Roberts spent much of Wednesday afternoon still stewing on what he saw Tuesday, when the Dodgers whiffed 15 times against a collection of Nationals arms that paled in comparison to some of the high-powered talents they’d seen in the season’s first few weeks.
“I just don’t think 15 strikeouts with our ballclub should happen,” Roberts said, lamenting the poor quality of at-bats. “We faced (Tarik) Skubal and we faced (Chris) Sale and we didn’t punch 15 times. For me, that’s just — I don’t think we’ll see that again this year.”
The Dodgers struck out a combined seven times against the two reigning Cy Young winners — and 15 times against Brad Lord (who spent the offseason working at a Home Depot), Colin Poche, Orlando Ribalta and Jackson Rutledge.
This vaunted offense has struck out 10 or more times in five of the last six games.
“It’s pretty stark, pretty clear that the team at-bats just haven’t been that consistent,” Roberts said.
Wednesday had an encouraging start, at least. The first four batters reached safely and scored against Irvin, with the Dodgers forcing the right-hander to throw 37 pitches. He’d need just 66 to get through the next five innings.
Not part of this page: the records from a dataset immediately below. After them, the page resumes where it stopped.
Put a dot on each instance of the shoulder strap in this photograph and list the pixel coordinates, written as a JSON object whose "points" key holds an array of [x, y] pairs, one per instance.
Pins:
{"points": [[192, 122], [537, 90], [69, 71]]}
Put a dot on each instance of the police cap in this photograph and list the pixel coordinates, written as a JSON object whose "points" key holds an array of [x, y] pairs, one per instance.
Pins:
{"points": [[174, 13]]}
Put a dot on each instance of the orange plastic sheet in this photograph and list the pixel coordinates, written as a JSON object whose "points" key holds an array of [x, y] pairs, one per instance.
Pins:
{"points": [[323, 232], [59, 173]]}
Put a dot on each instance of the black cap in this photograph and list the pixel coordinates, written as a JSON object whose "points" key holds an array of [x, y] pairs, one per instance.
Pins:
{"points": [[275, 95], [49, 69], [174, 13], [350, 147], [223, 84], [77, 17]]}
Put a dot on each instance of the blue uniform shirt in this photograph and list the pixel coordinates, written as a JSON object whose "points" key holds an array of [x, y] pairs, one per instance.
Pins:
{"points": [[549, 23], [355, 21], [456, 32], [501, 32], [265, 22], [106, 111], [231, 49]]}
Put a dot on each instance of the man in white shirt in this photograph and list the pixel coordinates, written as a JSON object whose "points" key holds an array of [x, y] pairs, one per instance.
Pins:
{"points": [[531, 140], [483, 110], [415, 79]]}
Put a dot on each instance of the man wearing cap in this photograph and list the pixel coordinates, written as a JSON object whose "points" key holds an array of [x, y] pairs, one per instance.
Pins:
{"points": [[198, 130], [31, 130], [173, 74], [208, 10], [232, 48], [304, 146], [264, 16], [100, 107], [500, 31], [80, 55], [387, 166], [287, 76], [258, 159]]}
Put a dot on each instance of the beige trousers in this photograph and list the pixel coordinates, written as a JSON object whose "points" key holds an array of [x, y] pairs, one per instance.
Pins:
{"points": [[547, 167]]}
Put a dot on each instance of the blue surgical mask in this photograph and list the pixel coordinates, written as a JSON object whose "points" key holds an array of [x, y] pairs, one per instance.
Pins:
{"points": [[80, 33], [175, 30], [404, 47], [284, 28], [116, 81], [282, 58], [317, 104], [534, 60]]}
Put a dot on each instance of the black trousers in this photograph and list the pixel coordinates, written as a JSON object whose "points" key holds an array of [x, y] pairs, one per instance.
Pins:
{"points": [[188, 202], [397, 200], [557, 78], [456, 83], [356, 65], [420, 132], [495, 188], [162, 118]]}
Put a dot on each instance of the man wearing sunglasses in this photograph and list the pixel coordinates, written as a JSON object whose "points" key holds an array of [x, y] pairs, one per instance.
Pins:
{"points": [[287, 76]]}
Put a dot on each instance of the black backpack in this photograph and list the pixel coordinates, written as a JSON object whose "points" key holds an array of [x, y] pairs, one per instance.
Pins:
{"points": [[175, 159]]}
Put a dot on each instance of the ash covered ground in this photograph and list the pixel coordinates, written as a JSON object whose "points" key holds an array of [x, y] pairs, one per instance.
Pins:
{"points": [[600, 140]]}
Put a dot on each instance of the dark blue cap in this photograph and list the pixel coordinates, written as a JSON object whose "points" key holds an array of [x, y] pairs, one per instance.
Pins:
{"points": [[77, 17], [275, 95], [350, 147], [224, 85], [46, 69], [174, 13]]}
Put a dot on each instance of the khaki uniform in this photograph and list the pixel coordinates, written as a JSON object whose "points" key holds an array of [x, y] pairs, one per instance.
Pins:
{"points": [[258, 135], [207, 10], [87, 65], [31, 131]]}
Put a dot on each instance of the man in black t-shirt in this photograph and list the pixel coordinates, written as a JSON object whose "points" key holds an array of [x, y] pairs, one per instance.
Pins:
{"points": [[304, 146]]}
It took until the seventh for the Dodgers to find daylight again, with Pages’ homer, Ohtani beating out an infield single, stealing second and scoring when Teoscar Hernández lofted a single into the outfield.
“We’ve been having a lot of quick innings,” Kiké Hernández said. “I don’t think we’ve really ran a starting pitcher out of there early in the game, which is something we pride ourselves on as an offensive unit. We’ve been letting the starting pitcher settle down. We’ve gotten a couple of them early, but then we’ve just let him settle down and cruise through the rest of the game. There’s been a lot of six-inning outings against us, which is for us — that needs to change.”
Getting Freeman back will help. The former MVP is expected to return to the lineup Friday night when the Dodgers return home against the Chicago Cubs. They can move past a cold, miserable 2-4 road trip.
“At some point, we were going to play sh–ty baseball,” Hernández said, “and it just seemed like this was the week to do that.”